# Ada 45p new scape



## buttons (28 Jan 2020)

Just sharing my hard scape on my new Ada 45p, got to order plants next. 

Plants I think will be are, bottom left section - cube or Monte Carlo, back left section - mini hair grass, back a mix of rotala stems for a bush effect, buce on the stones and some moss or mini on the wood. 

Thinking of doing an journal on this scape. 

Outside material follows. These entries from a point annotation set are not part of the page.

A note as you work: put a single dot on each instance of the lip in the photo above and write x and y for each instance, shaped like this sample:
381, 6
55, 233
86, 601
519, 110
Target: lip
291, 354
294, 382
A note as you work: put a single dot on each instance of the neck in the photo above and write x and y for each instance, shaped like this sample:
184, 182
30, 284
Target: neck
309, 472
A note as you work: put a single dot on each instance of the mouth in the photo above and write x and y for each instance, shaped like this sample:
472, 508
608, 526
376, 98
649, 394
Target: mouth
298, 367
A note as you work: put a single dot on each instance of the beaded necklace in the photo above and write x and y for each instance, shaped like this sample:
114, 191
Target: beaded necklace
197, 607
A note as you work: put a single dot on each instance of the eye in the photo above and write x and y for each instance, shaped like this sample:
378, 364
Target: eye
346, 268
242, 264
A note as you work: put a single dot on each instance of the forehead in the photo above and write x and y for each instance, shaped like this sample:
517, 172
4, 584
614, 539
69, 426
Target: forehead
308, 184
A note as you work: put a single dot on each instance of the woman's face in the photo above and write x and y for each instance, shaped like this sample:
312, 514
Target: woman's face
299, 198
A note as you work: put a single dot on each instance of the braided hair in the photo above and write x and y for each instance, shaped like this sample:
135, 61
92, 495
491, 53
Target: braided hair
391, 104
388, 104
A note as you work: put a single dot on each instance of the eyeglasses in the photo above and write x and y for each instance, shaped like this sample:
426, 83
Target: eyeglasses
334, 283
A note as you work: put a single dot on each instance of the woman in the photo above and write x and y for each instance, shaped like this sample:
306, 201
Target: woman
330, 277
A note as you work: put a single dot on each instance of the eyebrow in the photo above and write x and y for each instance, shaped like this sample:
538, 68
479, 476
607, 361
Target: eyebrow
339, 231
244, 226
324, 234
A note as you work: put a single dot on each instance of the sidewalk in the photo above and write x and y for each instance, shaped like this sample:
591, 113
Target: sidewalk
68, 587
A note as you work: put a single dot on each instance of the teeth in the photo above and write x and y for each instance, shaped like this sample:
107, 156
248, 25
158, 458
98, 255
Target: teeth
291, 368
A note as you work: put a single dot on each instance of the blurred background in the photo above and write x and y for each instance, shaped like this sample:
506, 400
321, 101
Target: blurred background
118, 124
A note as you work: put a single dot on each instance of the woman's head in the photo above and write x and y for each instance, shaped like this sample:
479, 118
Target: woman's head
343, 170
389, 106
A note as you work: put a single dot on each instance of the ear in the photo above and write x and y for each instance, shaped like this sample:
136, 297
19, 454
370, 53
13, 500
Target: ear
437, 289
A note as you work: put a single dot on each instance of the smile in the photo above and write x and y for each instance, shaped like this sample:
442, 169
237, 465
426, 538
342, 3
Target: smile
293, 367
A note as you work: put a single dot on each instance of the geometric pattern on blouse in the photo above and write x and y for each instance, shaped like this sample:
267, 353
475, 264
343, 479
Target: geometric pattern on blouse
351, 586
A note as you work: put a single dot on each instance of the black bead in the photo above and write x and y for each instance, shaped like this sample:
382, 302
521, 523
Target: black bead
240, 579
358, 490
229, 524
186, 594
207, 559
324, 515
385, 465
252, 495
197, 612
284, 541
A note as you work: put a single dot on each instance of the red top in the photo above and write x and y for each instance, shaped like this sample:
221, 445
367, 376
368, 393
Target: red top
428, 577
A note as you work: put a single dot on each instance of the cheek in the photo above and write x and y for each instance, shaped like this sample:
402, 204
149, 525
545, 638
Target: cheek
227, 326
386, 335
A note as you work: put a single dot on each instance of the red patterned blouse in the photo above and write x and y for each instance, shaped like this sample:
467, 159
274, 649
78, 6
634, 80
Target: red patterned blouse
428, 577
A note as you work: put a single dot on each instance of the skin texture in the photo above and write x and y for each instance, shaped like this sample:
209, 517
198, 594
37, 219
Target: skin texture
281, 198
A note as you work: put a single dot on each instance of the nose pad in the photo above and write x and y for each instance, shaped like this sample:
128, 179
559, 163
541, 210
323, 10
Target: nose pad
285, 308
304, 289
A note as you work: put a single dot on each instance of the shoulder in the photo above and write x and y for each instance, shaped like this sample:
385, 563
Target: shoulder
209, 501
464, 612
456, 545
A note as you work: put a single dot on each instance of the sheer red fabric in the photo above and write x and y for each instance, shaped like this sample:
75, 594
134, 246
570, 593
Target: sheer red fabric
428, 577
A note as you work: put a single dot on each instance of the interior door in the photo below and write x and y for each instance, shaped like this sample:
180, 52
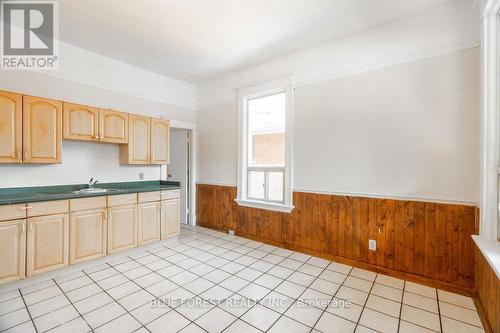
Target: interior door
42, 130
178, 169
10, 127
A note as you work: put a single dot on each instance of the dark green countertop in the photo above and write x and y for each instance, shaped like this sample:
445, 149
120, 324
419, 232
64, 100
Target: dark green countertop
16, 195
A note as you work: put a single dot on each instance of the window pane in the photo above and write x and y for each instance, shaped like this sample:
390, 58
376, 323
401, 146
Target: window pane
256, 187
276, 186
266, 130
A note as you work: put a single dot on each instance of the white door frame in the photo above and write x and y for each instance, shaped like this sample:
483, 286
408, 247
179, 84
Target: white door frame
490, 118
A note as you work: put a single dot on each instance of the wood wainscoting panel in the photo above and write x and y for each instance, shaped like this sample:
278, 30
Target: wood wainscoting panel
487, 293
423, 239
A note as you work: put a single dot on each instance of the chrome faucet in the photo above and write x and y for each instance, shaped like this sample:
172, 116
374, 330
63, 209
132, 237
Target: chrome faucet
92, 182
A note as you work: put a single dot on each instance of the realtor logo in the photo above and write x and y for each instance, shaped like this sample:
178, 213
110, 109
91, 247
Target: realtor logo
29, 33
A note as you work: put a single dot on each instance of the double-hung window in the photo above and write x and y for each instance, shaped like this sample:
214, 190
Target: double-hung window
265, 171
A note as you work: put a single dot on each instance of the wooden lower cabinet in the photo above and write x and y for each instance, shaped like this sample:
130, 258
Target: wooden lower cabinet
122, 228
87, 231
47, 243
13, 245
148, 222
170, 218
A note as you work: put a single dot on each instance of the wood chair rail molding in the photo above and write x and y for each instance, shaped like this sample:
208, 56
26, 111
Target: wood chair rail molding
425, 242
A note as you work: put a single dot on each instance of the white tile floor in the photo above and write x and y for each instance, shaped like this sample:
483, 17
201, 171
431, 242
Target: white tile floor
207, 281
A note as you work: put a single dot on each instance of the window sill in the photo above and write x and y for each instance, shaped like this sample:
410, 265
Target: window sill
264, 205
490, 251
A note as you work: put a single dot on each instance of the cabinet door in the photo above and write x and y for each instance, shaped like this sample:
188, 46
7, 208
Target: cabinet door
13, 245
122, 228
160, 141
113, 126
47, 243
148, 222
138, 150
170, 218
88, 231
42, 130
80, 122
10, 127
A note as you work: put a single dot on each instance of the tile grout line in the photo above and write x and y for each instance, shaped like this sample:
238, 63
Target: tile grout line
249, 282
221, 242
70, 302
116, 301
333, 296
401, 305
27, 310
364, 305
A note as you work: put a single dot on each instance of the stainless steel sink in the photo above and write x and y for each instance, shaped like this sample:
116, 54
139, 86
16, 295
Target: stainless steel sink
95, 190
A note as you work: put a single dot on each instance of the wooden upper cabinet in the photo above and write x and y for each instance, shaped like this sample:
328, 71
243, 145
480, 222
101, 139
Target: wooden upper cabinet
42, 130
138, 150
160, 139
10, 127
113, 126
80, 122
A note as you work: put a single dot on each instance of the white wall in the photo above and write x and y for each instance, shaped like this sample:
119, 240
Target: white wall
409, 131
81, 161
390, 112
450, 27
87, 78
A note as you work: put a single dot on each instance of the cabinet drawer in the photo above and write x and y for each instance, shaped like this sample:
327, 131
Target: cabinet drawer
87, 203
149, 196
122, 200
12, 212
170, 194
47, 208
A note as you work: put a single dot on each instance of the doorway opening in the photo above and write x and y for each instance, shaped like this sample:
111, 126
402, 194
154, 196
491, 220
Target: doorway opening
179, 168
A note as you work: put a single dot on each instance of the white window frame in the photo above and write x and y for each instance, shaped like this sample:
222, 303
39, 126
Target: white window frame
283, 84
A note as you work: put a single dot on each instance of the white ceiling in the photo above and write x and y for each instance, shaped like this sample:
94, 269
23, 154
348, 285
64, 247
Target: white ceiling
200, 40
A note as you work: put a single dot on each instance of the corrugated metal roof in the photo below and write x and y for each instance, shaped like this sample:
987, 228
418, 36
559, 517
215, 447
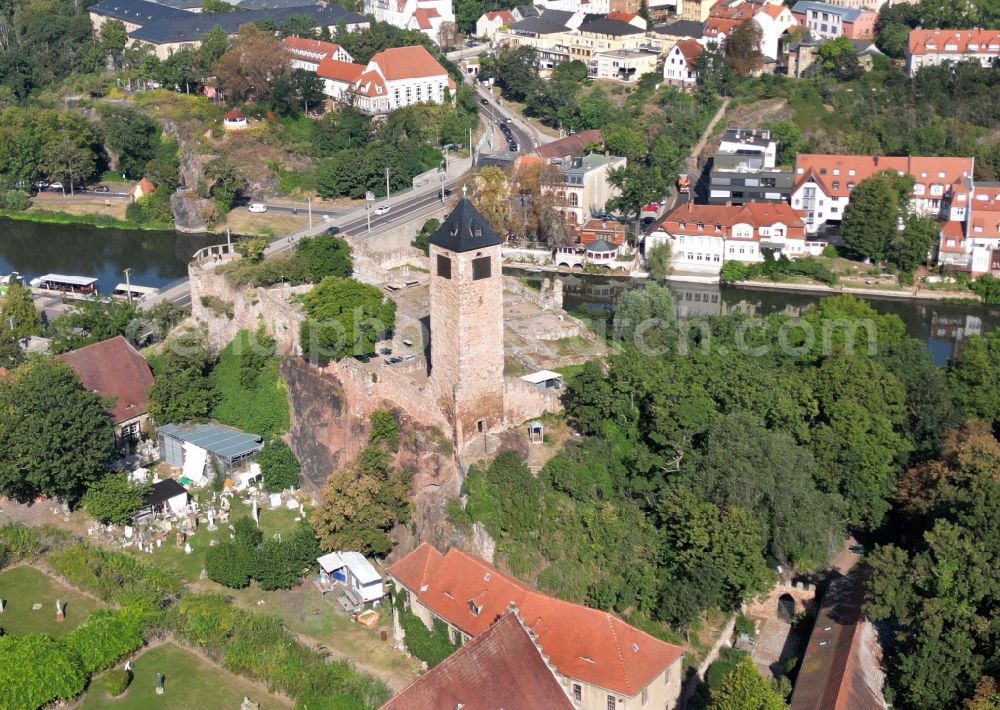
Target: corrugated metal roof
218, 439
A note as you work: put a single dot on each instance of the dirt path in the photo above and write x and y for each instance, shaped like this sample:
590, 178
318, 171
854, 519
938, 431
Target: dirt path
692, 160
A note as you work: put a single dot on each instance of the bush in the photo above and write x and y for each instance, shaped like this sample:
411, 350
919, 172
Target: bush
15, 200
429, 645
36, 670
280, 467
105, 637
116, 681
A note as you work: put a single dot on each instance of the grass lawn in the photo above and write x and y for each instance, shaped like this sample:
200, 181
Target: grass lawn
189, 682
21, 587
280, 520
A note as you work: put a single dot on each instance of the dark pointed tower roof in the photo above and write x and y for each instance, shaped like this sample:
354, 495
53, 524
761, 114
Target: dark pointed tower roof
465, 230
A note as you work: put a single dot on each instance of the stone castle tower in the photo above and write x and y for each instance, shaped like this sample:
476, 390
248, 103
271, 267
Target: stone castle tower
467, 323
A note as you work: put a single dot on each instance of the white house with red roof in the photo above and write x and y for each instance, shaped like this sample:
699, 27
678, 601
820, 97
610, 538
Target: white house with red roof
704, 237
399, 77
773, 18
678, 65
489, 23
972, 243
307, 53
602, 661
823, 184
339, 77
932, 47
424, 16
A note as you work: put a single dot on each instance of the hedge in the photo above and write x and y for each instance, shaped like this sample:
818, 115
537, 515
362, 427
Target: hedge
106, 637
36, 670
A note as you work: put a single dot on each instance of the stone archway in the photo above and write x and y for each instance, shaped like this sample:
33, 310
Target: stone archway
786, 607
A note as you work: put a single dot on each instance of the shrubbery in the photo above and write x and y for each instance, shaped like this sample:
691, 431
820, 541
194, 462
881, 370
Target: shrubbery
36, 670
280, 467
116, 681
106, 637
430, 646
274, 564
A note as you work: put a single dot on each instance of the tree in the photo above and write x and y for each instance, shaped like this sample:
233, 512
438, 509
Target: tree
384, 429
19, 308
742, 49
659, 260
182, 391
325, 255
491, 195
914, 245
974, 376
361, 503
636, 186
56, 436
115, 499
345, 317
746, 689
789, 139
856, 441
225, 182
280, 467
871, 217
249, 69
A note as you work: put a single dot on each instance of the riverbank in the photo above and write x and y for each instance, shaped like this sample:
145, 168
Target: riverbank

Sent from my iPhone using Tapatalk


----------



## Ryan Thang To (28 Jan 2020)

Good job mate. I like it. Going to be hard to keep that sand clean unless you don't have any shrimp lol

Cheers
Ryan


----------



## buttons (28 Jan 2020)

Ryan Thang To said:


> Good job mate. I like it. Going to be hard to keep that sand clean unless you don't have any shrimp lol
> 
> Cheers
> Ryan



Thank you. 

The sand is only kiln sand that I had laying around, it can be easily replaced if it becomes a pain. The plan was small gravel originally. 

I will be adding shrimp but it is mainly going to be home for my betta. 


Sent from my iPhone using Tapatalk


----------



## Ryan Thang To (28 Jan 2020)

Lucky betta


----------



## buttons (28 Jan 2020)

Ryan Thang To said:


> Lucky betta



Most definitely 

He’s a beaut so he deserves a lovely home. 




Sent from my iPhone using Tapatalk


----------



## Deano3 (28 Jan 2020)

I like it aswel looks good, defently do a journal on the scape as so helpful and keeps us updated.

Looks good though looking forward to seeing it planted. 

Dean

Sent from my SM-G970F using Tapatalk


----------